Rescue operations on Monday were expected to end by 9 p.m. local time.
Medics appeared to remove one person on a stretcher but hid the person's identity behind multiple white umbrellas.
Mr Narongsak allayed concerns that recent heavy rain might have raised water levels, saying conditions were "as good as yesterday" "We should hear good news again", he added.
The second group of four rescued on Monday are aged 12 to 14. That brought the total number of boys rescued to five.
Having completed this section, the boys are then handed over to separate, specialist rescue teams, who help assist them through the remainder of the cave, much of which they can wade through.
In this undated photo released by Royal Thai Navy on Saturday, July 7, 2018, Thai rescue teams arrange water pumping system at the entrance to a flooded cave complex where 12 boys and their soccer coach have been trapped since June 23, in Mae Sai, Chiang Rai province, northern Thailand. It ended with their fighting cheer, adopted from the U.S. Navy: "Hooyah!".
Authorities spent hours replenishing air tanks along the cave's treacherous exit route.
Though it rained again Sunday, it did not affect the water levels in the cave, said Narongsak Osatanakorn, the leader of the command center in charge of the rescue operation.
Divers held the first four boys close to bring them out and each had to wear an oxygen mask, authorities said. They were able to make recommendations on things like changing cabling layout and adjusting the flow of hoses to improve pumping power.
The unidentified boys were carried out of the Tham Luang Nang Non cave on stretchers and into ambulances Monday before being airlifted to the Chiang Rai Pranukroh Hospital. Monsoon flooding cut off their escape and prevented rescuers from finding them for nearly 10 days.
So far, rescues have been spaced out to allow for the divers to rest and the oxygen tank to be restocked.

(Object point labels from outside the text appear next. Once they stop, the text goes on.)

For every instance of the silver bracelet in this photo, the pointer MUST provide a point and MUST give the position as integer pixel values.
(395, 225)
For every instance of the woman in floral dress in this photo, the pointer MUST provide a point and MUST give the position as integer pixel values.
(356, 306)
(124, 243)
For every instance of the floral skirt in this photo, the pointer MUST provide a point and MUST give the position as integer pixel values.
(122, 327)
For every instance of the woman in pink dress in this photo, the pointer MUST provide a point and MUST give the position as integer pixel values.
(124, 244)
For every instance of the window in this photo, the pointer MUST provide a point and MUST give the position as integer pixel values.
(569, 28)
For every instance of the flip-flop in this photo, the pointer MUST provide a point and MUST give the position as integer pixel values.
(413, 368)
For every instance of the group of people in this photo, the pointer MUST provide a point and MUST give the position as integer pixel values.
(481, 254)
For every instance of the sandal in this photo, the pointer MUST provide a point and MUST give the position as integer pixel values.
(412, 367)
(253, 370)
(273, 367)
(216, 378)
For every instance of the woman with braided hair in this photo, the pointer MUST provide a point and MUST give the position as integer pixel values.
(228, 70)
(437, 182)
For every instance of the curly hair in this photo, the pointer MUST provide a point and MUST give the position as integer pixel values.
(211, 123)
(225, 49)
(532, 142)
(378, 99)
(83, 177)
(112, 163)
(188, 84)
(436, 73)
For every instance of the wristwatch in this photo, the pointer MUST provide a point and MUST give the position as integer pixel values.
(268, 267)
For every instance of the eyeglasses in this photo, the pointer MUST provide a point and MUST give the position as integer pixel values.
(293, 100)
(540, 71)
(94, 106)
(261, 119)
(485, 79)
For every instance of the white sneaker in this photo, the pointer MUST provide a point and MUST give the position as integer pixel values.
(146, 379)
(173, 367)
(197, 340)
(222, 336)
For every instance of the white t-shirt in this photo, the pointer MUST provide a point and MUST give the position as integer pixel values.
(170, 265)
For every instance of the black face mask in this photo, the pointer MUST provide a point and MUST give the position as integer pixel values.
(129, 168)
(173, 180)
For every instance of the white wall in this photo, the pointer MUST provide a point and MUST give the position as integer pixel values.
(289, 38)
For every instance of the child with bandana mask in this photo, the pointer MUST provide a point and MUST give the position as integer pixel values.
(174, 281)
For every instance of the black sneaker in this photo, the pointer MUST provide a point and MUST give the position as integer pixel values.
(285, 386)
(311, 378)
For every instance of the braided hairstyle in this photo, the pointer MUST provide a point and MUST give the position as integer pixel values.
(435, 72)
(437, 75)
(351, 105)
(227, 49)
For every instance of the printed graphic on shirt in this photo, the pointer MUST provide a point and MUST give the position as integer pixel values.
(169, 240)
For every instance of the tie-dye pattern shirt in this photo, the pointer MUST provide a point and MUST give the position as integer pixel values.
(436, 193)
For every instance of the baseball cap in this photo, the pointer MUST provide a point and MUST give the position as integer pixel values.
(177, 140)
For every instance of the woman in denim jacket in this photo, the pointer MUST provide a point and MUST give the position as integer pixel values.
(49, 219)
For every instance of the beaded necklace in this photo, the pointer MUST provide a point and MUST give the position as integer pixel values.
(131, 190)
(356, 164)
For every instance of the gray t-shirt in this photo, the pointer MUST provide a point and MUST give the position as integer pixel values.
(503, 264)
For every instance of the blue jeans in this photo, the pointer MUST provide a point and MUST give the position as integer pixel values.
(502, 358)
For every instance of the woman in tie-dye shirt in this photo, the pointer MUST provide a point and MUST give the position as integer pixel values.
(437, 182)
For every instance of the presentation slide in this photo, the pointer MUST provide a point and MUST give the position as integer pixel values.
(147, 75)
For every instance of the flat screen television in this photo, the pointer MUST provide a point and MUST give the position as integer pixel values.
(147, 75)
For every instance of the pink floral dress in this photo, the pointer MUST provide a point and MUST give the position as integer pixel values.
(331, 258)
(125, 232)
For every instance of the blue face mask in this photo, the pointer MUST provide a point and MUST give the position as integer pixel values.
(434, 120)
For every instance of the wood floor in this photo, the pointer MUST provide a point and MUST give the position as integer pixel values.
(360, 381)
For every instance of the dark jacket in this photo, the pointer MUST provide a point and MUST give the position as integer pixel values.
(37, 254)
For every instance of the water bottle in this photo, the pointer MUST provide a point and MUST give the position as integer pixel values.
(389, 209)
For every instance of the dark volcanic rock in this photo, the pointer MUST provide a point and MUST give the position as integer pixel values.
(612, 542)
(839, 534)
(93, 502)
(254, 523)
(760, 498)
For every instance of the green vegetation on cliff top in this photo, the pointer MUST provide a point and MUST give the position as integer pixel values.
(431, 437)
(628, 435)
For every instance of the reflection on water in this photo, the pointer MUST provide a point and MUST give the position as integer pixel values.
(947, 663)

Narongsak said Saturday that experts told him new rain could shrink the unflooded space where the boys are sheltering to just 10 square metres (108 square feet). "The divers that were assembled from many countries are proud to have conducted this operation until its success", Narongsak said. "Some others are preparing for the next operation". To get the remaining boys out, divers will be forced by the narrow passages to accompany them one at a time.
"It's very likely that while the boys were in the cave but not yet discovered by rescuers that they experienced various degrees of anxiety, fear, confusion, vulnerability and dependency, and perhaps hopelessness", said Paul Auerbach, of the Department of Emergency Medicine at Stanford University's medical school. A retired Thai Navy SEAL assisting with the operation died Friday after running out of oxygen, underlining the danger of the rescue. Two divers were assigned to each child to help them navigate the unsafe, narrow passageways. The other, and perhaps more worrying, was that oxygen levels in the complex were falling close to unsafe levels.